Best practices for implementing a PEP compliance program
A best-practice PEP compliance program involves a structured approach that includes the following:
1. Strengthen KYC and monitoring
Conduct thorough Customer Due Diligence (CDD) during onboarding by collecting information on occupation, income sources, and political exposure.
Implement real-time monitoring and periodic re-screening to track changes in PEP status.
Use jurisdictional filters to reduce false positives and focus on relevant risks.
2. Apply risk-based screening and EDD
Apply a risk-scoring system based on political influence, geographic location, and financial exposure.
Conduct EDD for high-risk PEPs, including verifying their Source of Wealth (SOW) and Source of Funds (SOF).
Ensure screening extends to family members and close associates who may present indirect risks.
3. Maintain regulatory compliance and documentation
Maintain detailed records of PEP screening decisions, risk assessments, and due diligence actions.

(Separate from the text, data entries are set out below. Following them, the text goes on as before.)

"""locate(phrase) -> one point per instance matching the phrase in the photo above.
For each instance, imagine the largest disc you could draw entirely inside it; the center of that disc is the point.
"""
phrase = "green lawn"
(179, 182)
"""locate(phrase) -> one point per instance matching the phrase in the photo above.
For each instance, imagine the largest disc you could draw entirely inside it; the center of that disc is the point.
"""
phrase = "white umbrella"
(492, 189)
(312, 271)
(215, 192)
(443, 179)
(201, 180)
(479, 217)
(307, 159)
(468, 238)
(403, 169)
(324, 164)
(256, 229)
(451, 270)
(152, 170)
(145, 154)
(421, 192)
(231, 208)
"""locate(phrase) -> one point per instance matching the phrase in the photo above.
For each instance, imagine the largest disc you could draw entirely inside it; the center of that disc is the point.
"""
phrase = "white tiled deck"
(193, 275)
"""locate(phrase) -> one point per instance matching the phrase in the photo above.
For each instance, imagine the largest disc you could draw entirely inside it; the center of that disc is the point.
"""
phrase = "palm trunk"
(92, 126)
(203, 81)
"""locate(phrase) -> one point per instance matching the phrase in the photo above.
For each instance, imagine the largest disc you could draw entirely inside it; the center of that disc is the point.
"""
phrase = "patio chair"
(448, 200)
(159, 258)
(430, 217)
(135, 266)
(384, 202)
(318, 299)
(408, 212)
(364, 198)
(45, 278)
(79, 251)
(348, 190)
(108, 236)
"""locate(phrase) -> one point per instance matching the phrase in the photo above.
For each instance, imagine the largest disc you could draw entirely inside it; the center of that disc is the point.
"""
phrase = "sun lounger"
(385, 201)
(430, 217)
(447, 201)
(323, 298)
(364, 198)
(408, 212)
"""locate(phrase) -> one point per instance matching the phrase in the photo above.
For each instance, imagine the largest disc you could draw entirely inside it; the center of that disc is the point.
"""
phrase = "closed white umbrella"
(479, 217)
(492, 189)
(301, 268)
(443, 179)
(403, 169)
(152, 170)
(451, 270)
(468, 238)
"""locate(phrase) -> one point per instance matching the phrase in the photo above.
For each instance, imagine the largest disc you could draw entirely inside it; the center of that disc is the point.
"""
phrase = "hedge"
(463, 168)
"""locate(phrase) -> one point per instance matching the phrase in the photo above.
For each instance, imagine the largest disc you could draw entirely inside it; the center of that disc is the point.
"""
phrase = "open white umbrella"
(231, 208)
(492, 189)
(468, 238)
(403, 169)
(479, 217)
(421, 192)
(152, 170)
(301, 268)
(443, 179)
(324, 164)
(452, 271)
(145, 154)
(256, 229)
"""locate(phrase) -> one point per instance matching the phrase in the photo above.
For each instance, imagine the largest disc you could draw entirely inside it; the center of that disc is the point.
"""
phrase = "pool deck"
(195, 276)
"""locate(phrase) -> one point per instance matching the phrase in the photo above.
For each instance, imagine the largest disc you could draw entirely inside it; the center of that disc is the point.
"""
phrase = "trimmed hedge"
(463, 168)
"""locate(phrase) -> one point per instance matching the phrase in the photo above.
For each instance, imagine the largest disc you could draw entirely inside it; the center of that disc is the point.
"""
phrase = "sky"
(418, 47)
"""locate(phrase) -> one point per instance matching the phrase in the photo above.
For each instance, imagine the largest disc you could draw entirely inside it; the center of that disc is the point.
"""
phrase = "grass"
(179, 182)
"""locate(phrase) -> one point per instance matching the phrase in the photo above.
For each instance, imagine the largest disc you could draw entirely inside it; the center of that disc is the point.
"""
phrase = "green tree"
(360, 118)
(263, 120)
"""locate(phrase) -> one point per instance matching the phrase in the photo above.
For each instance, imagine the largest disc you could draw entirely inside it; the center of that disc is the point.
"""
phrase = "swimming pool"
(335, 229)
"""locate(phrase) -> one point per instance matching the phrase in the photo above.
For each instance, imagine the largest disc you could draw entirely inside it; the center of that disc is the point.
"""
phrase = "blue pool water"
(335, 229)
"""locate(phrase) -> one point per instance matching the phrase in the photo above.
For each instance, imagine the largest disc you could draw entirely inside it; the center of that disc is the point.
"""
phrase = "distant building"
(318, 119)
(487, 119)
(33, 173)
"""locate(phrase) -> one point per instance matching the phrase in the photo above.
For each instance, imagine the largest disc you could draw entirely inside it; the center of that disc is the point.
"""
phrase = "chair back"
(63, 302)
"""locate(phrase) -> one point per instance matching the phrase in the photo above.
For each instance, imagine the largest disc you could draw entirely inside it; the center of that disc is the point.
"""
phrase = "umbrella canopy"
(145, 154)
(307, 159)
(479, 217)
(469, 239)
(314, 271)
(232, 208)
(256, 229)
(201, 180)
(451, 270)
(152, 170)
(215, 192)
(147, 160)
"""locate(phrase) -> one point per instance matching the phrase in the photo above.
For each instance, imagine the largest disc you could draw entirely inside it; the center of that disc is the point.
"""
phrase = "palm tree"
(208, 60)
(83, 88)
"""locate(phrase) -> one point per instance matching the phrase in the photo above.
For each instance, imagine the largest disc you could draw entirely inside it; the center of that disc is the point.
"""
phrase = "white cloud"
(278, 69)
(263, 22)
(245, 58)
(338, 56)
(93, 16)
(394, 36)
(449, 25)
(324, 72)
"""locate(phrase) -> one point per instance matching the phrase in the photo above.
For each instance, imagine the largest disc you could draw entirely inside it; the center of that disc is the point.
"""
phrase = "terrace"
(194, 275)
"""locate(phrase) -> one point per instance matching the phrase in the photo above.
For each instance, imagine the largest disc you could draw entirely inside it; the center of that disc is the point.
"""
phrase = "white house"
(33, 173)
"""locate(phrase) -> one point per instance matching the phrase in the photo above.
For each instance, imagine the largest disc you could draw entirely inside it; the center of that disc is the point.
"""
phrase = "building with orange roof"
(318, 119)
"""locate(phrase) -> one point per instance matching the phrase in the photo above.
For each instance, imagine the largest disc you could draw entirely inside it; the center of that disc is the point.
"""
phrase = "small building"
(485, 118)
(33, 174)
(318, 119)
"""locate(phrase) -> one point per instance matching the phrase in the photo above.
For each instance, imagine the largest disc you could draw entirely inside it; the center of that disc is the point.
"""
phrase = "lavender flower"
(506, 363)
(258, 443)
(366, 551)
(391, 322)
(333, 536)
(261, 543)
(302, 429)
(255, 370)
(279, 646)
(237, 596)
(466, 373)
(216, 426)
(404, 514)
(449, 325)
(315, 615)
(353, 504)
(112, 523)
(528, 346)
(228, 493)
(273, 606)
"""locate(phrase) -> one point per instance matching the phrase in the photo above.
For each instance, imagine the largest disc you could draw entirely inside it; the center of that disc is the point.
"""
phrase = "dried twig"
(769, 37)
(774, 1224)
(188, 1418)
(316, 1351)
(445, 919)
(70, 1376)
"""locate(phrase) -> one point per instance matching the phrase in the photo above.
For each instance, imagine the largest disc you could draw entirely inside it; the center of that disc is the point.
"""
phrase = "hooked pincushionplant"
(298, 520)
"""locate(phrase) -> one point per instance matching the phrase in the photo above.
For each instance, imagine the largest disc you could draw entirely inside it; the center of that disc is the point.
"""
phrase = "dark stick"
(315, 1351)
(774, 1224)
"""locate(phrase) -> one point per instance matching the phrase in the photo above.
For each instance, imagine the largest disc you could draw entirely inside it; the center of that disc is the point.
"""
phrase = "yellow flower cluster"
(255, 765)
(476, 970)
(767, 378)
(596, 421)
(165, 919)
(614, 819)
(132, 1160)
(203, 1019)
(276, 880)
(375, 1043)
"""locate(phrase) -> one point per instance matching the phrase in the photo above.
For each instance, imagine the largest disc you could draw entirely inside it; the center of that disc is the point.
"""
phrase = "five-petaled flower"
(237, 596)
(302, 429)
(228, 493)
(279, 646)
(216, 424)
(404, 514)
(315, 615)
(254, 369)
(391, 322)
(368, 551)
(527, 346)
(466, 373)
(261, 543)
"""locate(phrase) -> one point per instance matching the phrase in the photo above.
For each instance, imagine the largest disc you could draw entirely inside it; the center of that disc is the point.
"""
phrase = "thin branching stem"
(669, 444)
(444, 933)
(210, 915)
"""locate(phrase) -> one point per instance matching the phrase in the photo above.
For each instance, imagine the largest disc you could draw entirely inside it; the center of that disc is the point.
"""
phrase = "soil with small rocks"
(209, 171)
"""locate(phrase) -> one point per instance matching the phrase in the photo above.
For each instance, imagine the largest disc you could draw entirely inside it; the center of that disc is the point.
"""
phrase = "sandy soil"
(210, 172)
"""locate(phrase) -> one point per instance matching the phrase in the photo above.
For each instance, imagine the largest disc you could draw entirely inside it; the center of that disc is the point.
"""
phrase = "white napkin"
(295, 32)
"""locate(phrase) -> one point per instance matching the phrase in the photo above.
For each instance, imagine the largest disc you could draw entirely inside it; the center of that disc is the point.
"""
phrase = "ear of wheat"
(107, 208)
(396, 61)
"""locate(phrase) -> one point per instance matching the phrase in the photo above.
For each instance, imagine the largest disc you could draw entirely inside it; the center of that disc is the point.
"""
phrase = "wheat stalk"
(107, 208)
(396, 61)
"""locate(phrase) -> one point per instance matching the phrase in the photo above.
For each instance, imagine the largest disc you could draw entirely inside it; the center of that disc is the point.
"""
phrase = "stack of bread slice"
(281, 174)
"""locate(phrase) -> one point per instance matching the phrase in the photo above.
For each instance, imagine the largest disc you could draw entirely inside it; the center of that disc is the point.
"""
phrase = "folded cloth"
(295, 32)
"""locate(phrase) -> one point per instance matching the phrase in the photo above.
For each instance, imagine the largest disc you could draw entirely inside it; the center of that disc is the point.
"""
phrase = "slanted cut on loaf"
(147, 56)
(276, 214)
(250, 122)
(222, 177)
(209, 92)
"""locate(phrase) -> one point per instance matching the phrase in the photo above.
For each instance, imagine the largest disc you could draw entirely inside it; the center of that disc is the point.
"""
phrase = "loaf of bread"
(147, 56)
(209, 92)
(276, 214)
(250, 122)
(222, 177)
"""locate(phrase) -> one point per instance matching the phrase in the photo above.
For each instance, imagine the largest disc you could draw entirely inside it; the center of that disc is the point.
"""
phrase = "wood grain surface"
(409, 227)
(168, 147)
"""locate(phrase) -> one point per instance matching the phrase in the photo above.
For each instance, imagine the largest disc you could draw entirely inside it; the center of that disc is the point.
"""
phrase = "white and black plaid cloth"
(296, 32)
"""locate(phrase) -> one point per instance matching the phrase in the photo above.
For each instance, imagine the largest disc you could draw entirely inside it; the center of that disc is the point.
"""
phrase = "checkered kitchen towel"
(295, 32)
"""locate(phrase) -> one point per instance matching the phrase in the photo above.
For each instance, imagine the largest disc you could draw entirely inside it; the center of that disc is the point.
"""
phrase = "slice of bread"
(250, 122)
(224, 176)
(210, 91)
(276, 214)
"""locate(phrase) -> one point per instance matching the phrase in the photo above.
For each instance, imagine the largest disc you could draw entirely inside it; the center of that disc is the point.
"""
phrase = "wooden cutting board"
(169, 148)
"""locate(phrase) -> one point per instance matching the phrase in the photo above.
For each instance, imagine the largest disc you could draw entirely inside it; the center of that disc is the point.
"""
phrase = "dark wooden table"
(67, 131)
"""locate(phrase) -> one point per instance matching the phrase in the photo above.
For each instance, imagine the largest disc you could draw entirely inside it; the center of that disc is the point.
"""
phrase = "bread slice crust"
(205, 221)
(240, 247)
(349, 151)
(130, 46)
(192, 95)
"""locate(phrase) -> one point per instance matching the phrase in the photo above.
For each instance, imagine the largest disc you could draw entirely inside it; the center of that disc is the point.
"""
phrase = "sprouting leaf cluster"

Ensure clear policies align with regulatory requirements and industry best practices.
4. Leverage technology and automation
Use automated screening tools integrated with updated global PEP databases.
Implement AI-driven false-positive reduction techniques to improve accuracy and efficiency.
Leverage advanced analytics to detect unusual transactional behaviours.
5. Train your staff
Provide regular training on PEP identification, risk assessment, and compliance procedures.
Keep teams informed about regulatory updates and evolving AML/CFT risks.
Politically exposed persons FAQ
Are there penalties for institutions that fail to identify and monitor PEPs?
Regulatory bodies can impose significant fines on institutions that fail to meet AML standards. Non-compliance can also result in regulatory sanctions, such as license revocations, operational restrictions or mandatory oversight. Additionally, these failures can be publicised and erode trust with customers and investors, causing lasting damage to an organisation's credibility.
Do all PEPs require the same level of Enhanced Due Diligence?
Not all PEPs require the same level of EDD, as the risk they pose varies based on multiple factors. Risk assessment considers factors such as jurisdictional corruption levels, the individual’s role, and how long they have been out of office. For example, the EU’s 4AMLD mandates a minimum 12-month post-office PEP status, while Canada treats foreign PEPs as lifetime risks but limits domestic PEPs to five years.
Are there ever legitimate business reasons for maintaining relationships with PEPs?
Yes, as simply having PEP status does not imply that someone is engaged in illegal activity. However, while regulated businesses must always satisfy Know Your Customer (KYC) requirements for every client, dealing with a PEP requires additional scrutiny. This means you should determine if the increased risks are appropriate based on your business, industry, and other specifics.